The same map, with its several inconsistencies, provides evidence, too, for the north-south trail through Davenport, the only one of the three that does not appear to follow a major streambed. This trail begins at “Youcham” (also “Yokeums,” a corruption of Joachim VanValkenberg) at the mouth of Schenevus Creek. It is shown first to ascend and then to cross South Hill, diagonally, to below the Servoss place, perhaps about the present Fergusonville. From there it passes the house of John Parks, for whom we have no other record, then “Middle Creek,” partly misplaced on the map, then to the house of John Morrow before crossing “Aleout” (Ouleout) Creek below “Harpers.” The trail then continues south to “McCashlands” and down what is without doubt the present Wright’s Brook to Bloomville. (An alternative north-south trail could have followed the route taken by the later road and mail route from today’s Cooperstown Junction up and crossing South Hill near the nameless mud pond and bog now owned by Hartwick College. See Chapter 13. This old trail and road—since abandoned—then descended to Davenport Center near the present Pine Lake.

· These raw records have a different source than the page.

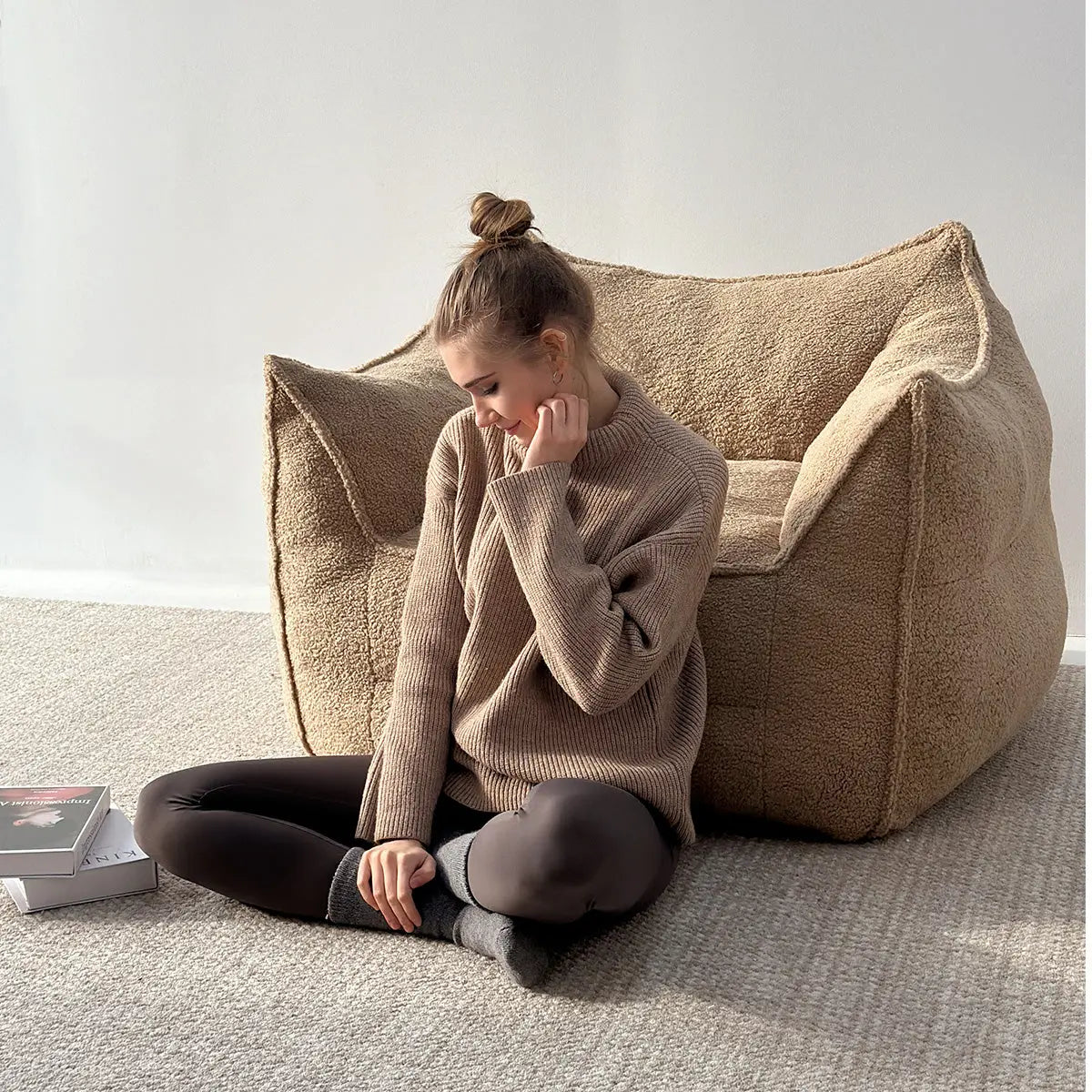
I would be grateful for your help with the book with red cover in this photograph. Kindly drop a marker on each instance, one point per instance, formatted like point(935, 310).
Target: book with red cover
point(47, 830)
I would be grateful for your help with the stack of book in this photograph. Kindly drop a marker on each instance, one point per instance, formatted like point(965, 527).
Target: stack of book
point(65, 844)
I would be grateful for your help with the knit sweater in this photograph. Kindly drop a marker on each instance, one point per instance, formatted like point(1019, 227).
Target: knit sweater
point(550, 625)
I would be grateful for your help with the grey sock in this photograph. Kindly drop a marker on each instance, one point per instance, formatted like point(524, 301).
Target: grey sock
point(443, 916)
point(345, 905)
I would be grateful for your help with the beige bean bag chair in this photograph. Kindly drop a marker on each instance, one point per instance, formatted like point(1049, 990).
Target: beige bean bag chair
point(888, 604)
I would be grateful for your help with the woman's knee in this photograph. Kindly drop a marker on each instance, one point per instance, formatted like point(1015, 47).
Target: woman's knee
point(157, 806)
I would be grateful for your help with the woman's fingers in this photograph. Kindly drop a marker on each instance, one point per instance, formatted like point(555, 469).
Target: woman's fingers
point(392, 883)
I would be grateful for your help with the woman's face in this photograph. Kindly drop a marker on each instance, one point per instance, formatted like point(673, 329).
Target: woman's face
point(503, 394)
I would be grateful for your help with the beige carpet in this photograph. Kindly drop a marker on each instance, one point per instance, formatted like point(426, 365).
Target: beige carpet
point(949, 956)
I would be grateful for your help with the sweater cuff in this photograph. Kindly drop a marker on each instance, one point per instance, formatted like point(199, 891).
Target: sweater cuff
point(539, 487)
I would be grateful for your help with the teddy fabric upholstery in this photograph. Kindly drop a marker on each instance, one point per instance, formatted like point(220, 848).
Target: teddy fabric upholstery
point(885, 604)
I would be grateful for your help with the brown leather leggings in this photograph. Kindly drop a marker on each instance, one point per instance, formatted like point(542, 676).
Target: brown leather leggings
point(270, 833)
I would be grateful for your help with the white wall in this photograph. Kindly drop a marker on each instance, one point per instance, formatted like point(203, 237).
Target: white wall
point(189, 185)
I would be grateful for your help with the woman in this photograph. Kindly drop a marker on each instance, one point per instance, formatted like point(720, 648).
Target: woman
point(550, 693)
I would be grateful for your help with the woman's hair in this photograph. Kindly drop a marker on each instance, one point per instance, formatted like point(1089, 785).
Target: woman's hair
point(509, 287)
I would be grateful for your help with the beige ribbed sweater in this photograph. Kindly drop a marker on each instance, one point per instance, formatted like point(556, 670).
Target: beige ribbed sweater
point(550, 627)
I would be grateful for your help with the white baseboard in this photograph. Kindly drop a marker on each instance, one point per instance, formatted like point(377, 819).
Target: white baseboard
point(110, 588)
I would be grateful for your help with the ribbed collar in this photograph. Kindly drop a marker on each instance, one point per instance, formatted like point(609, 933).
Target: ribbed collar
point(629, 421)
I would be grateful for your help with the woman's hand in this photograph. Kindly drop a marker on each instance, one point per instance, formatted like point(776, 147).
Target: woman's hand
point(561, 431)
point(387, 875)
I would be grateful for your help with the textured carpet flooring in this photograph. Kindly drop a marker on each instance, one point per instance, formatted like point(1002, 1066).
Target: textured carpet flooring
point(948, 956)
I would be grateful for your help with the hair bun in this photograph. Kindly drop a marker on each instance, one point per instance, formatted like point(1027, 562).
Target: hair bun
point(495, 219)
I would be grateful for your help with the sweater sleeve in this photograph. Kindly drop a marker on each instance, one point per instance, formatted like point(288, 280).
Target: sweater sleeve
point(604, 631)
point(418, 733)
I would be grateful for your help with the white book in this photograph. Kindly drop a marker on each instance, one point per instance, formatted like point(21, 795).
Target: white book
point(114, 866)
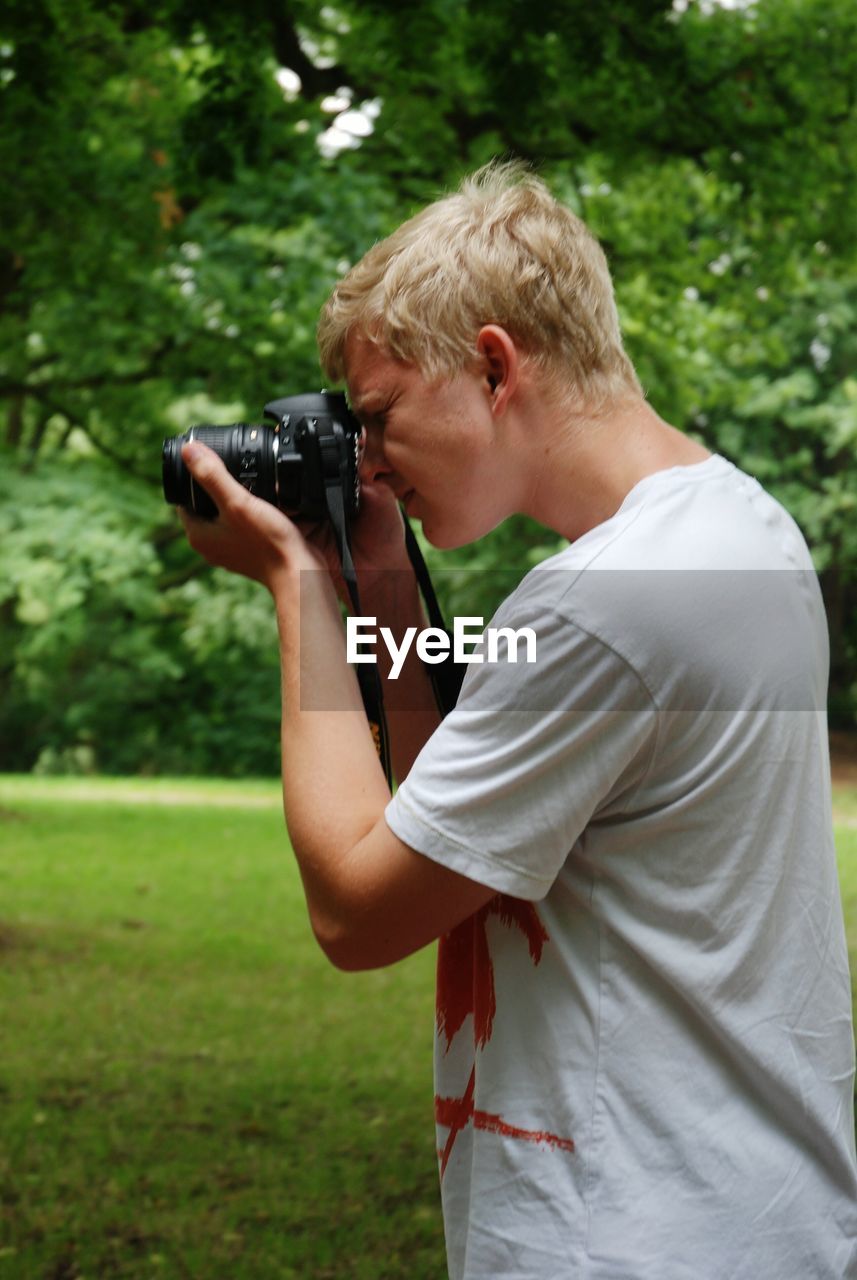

Gray’s map was probably based in part on hearsay (sidebar). It is certainly wrong in detail, although there probably was an old trail of the general direction indicated, going by the places shown on the map. “Aleout” Creek in reality was probably not Ouleout but Kortright Creek, which drains from the direction of North Kortright and Harpersfield. One later analyst interprets “McCashlands” as the Scot settler Dougal McAslin, located near the current Braehead Hill road in Kortright.[4] This road leads through the hills towards the house of John Harper (leads to that house in the Gray map, another likely error).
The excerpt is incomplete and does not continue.